I found this brief concept sketch in my notebook today. It’s a quirky idea and may not be practical. But done right, it could be a fun gimmick, and a way of drawing people back into in-person musical community.
Imagine a BandCamp-style app/ website that only plays music when you’re in a physical store. The store could be a record shop, a music venue, a hipster cafe, even a public library; any environment where people can sit around listening to music, or thinking about whether to buy it. It would bring people together in physical space, connecting us with each other, and potentially with the local music scene.
Being able to listen to music before you buy is a longstanding tradition. In the 1990s, record shops usually had ‘listening posts’. Where we would either listen to songs from a range of albums curated by the staff, and changed up regularly, or choose an album from the racks to listen to. As music sales went online, sites like BandCamp replicated this by allowing us to listen from home, and as mobile internet proliferated, from anywhere. But it also allowed us to do something shop-based listening didn’t; listen to the music as if we’d bought a copy.

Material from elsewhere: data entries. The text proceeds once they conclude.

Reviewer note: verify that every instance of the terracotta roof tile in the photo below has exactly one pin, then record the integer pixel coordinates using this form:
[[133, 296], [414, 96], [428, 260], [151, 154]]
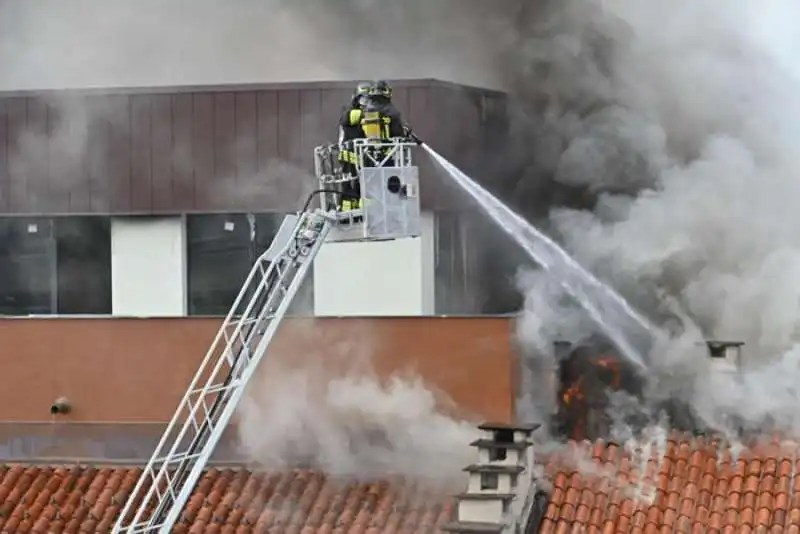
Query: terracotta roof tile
[[681, 484], [45, 500]]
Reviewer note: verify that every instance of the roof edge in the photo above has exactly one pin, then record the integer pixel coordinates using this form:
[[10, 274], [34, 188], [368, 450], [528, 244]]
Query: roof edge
[[231, 87]]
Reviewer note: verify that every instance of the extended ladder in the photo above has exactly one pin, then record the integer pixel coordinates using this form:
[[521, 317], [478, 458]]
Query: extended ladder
[[207, 406]]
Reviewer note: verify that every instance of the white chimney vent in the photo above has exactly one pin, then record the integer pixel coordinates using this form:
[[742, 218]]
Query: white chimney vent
[[499, 483]]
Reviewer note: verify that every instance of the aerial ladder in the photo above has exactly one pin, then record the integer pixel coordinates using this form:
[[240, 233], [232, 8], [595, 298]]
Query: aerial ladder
[[389, 210]]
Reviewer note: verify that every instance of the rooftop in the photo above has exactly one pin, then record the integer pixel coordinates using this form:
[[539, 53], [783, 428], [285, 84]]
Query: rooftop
[[675, 483], [81, 499], [671, 483]]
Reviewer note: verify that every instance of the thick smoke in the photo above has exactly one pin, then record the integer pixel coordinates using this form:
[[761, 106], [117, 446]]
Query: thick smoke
[[673, 128], [336, 415], [328, 409]]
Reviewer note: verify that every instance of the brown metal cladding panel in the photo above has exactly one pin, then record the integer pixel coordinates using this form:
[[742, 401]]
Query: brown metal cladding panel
[[290, 148], [33, 156], [183, 152], [16, 108], [4, 141], [98, 154], [445, 127], [224, 178], [141, 154], [267, 135], [315, 129], [245, 150], [161, 149], [126, 370], [119, 153], [203, 149]]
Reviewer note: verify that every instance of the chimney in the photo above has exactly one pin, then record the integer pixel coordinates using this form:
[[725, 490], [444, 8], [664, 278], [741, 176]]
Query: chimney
[[725, 355], [500, 492]]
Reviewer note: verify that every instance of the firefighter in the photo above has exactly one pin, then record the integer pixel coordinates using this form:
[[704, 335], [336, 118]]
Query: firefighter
[[350, 129], [381, 119]]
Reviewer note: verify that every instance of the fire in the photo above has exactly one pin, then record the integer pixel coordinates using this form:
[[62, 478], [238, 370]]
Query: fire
[[584, 394], [574, 393]]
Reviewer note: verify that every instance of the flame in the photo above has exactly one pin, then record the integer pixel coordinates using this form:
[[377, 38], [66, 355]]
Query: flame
[[575, 396]]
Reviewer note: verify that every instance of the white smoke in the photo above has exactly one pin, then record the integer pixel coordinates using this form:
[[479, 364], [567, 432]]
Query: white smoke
[[681, 120], [322, 404]]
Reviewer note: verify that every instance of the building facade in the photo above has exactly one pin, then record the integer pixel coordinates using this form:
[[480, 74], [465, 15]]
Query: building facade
[[154, 201]]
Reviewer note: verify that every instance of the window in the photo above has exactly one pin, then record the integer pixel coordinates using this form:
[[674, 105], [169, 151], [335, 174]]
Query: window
[[221, 252], [27, 266], [59, 265], [83, 265]]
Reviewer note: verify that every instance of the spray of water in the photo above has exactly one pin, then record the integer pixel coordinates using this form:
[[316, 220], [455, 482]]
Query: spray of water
[[631, 332]]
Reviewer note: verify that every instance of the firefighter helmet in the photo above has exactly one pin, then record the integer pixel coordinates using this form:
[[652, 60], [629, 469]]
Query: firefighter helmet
[[382, 88]]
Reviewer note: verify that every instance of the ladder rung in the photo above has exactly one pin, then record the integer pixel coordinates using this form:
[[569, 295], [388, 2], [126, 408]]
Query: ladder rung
[[219, 388], [169, 460]]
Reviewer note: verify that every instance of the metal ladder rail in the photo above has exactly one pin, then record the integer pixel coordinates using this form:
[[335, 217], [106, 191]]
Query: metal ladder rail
[[201, 438], [218, 389], [247, 373], [158, 455], [230, 320]]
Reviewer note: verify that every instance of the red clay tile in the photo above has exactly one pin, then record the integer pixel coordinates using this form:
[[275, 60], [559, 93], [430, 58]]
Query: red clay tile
[[45, 500]]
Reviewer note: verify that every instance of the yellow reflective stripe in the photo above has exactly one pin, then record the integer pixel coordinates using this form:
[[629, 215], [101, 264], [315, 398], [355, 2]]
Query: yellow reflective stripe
[[355, 116]]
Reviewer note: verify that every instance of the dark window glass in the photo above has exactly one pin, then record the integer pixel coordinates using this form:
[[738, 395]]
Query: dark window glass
[[27, 266], [221, 251], [83, 259]]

This created a situation where the online stores with deep enough pockets to be the world’s unpaid jukebox (eg BandCamp, YouTub), came to dominate online music sales. If people can search, listen and buy with all the convenience of a BandCamp, but only at a specific physical places(s), except for music they’ve paid for, it might make purchases much more likely. It could also make browsing and buying music a much more social experience.
The infrastructure could look like one app, connected to one set of servers, that can be used in a range of participating locations; record shops, live music venues, hipster cafes, even public libraries. Revenue sharing could be worked out between musicians and their crews, the businesses hosting the participating store locations, and the app coding and server hosting teams. The whole thing could be structured as a multi-stakeholder platform cooperative.